THINGS THAT HAPPEN
“Tall people die sooner,” her aunt tells her. The girl is ten—
she doesn’t know if it’s true. When her aunt puts a butter (not
steak) knife beside his plate, her uncle knocks it off
the table. He hates when she does shit like that, and can’t
she wait till he tells her to serve dinner?
Never mind her aunt skipped breakfast and lunch
to eat at the house-warming party—that each time
the razor nicked her thigh, her skin split
like a soft tomato. Two towns over a girl’s father comes
back from jail. The girl asks her mom, “Shouldn’t he get locked
up longer than a night for beating on you?” In Brooklyn,
a father and mother tell their daughter the cost
of a bullet is less than a dollar—meaning her life is very cheap—
meaning she must marry a man in Yemen, or die.
“These things happen” is a thing the girl hears her aunt
say at dinner when she doesn’t have anything
to say. Women in Texas can bring guns, not dildos, to class,
and a Florida shooting range now serves alcohol. The girl
has never seen her uncle shoot, but he can.

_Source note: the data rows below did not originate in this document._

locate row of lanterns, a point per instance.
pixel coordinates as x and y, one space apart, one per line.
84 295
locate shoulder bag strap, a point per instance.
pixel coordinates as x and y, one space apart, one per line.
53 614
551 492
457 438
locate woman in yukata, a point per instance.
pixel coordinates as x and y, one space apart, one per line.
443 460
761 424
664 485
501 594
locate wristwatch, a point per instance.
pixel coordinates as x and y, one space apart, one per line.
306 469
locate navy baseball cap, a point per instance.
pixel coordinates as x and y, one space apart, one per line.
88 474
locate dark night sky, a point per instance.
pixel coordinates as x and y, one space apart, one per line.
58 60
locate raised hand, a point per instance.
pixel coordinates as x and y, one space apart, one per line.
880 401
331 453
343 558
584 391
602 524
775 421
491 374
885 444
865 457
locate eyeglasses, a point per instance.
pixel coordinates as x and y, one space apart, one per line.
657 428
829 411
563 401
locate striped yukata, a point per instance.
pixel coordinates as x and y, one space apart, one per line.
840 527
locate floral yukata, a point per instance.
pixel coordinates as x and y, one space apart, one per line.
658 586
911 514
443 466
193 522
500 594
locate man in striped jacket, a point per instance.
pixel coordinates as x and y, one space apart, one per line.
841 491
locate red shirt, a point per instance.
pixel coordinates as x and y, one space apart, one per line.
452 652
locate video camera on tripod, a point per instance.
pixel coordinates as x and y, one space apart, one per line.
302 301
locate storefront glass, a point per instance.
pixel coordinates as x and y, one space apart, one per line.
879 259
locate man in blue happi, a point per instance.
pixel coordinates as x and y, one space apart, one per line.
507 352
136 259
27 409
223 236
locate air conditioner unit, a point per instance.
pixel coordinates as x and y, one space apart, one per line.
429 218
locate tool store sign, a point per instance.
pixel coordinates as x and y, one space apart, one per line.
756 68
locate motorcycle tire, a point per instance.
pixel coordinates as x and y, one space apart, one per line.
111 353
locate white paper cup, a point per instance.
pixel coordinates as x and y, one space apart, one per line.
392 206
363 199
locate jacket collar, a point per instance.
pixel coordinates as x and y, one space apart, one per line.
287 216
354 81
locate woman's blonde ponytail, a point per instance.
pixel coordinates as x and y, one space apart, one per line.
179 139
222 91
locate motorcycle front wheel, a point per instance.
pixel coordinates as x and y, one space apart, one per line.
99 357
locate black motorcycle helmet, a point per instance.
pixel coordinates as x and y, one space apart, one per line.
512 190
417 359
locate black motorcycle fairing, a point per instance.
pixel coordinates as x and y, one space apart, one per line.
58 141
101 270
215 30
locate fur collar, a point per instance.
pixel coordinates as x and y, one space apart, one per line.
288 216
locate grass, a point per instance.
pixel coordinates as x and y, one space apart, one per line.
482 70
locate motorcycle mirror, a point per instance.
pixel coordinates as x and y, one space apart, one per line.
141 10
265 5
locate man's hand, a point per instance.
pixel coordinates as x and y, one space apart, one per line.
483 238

Things happen like, her aunt wouldn’t let him hold
the girl when she was born. Like, someone shot a deer
with a BB gun and the girl thought its blood
looked human. She’s never seen her uncle hit her aunt,
but he does. Her aunt picks the knife
up. The moment passes. This is their new house.
There is good food on their plates, and the girl’s aunt
is beautiful. After dinner, her uncle watches golf.
He smiles at the men on screen like old
friends. Never mind he is not good at golf—
he hopes to die on the green. He says, “It’s
heaven on earth for me.” He says, “God,
wouldn’t that be the way to go?”
October 18, 2015
Emmalee Hagarman: “A friend recently told me that ‘tall people die sooner.’ I heard a strange defensiveness in what he said—a victimization of men. This was the same week I read a news story regarding Texas students who pledged to carry sex toys around campus. University of Texas students are now allowed to carry guns to class, yet openly carrying dildos violates campus policy. I was interested in the idea that sexuality—women’s sexuality, in particular—is often seen as dangerous. In this case, even more so than lethal weapons.”